Quando vieres ter comigo

Quando vieres ter comigo, não saberei o que dizer. Preparei-me por tempo - incontável pra quem sente -  mas as palavras se absterão, e plantarão em seu lugar a incerteza. A boca que se abre imita o boneco do ventríloquo, e as palavras se tornam mudas. O lábio que se movimenta prevalece em silêncio. E prevalecerá, quando teus olhos verdes de floresta - esses onde perdi-me no passado - ousar encontrar os meus, marrons de pavor.

Quando vieres ter comigo, não saberei o que fazer. Talvez  tu presenteie-me com sorrisos e entrando pelo vão da porta, me consuma em fogo e fúria. E quando o lugar se ater em cinzas, desenterre meus instintos mais guardados - em segredo, jogados ao acaso - e me faça corar de raiva e fervor. Desse impasse improvisado, vejo-a rindo de mim, colocando-me na palma de tua mão de linho e fazendo-me cativo de meus próprios desejos revelados. E quando nessa verdade me perder, tua malícia de mulher mais vivida fará com que te veja má, pronta para despedaçar-me quando quiseres.

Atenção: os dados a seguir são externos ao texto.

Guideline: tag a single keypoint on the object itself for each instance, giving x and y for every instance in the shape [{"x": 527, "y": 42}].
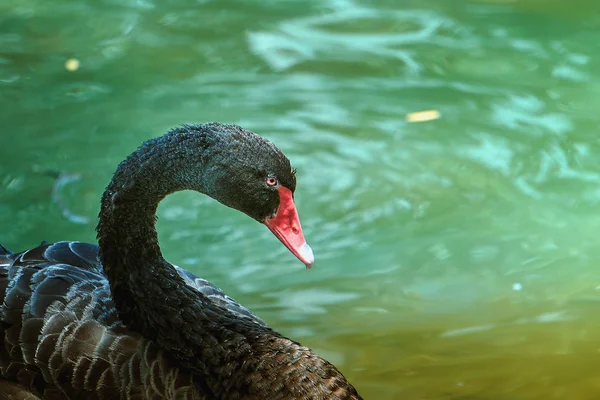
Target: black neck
[{"x": 153, "y": 299}]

Quando vieres ter comigo, não saberei que medida tomar. Expulso-te do meu quarto, mando-te voltar donde  vieres e peço-te que nunca retornes - sabendo que sou em ti o que és em mim - ou finjo que nunca fostes embora, canto-te uma canção, esvazio outra gaveta em meu coração peregrino, para que coloque suas meias e roupas e faça morada - mais uma vez - na sala que sempre foi tua?

Mas ora, pra quê pensar no dia que vieres ter comigo? Sabe-se-lá se chegará o dia - esse tão comum aos de hoje - quando acordares pela manhã e ansiastes por minha presença. Dia esse de um conto de amor que vinga sem ponto final, que repassa a história sem longos dramas ou despedidas imaginárias.

Dia esse, que tu te encontras a pensar "quando ele vier ter comigo, saberei eu o que fazer?"

T.Rodrigues

segunda-feira, 14 de maio de 2012

Meu jeito de vê-la

Foi ela quem me pediu pra levar o guarda chuva,
e não chegar tarde em casa.
Me ensinou os bons caminhos,
e me mostrou onde os ruins ficam.
Ela me disse o que eu precisava ouvir,
mesmo na hora que eu não queria,
e me calçou com chinelos,
para o frio não me resfriar.
Acertando ou errando, ela estava lá,
e quando eu procuro no dicionário a palavra "amor"
começo pelo "m", de "mãe".

T.Rodrigues

quinta-feira, 10 de maio de 2012

Nossa pequena canção

Ela veio e tocou alguns acordes
se apresentou e disse "como está você?"
Eu só pude perceber o doce som da sua voz depois
depois de ter percebido que a música já tinha começado
nem o refrão tinha chegado e eu já havia me perdido completamente
no som daquela voz de anjo a me contar histórias
Da vida dela, a que passou, antes de mim e depois
e eu ali tonto a perceber que ela era tudo que eu queria e nada mais.
Mas a revolta toma conta do segundo ato
"Eu acredito em amores impossíveis" ela disse
Mas parecia não acreditar tanto assim
Das coisas em comum que tínhamos, restaram poucas
Um oi, um olá ou um adeus fechavam cada verso
E a música foi sendo tocada.
Minha mente dizia que talvez um dia ela me amasse também
meu coração que devia confiar, não se convencia.
Chegou a hora do solo de guitarra, e a paixão foi fogo
Queimou as partituras que tinha, minhas notas foram esquecidas
O campo harmônico que tinha em mim, simplesmente caiu fora de tom
Hoje eu escrevo as notas todas tortas
Falta sentimento na melodia
Sinto falta daqueles acordes doces, do timbre agudo
e mal deu tempo de perceber (talvez eu não queria aceitar)
que o refrão já repetiu, e a música já acabou.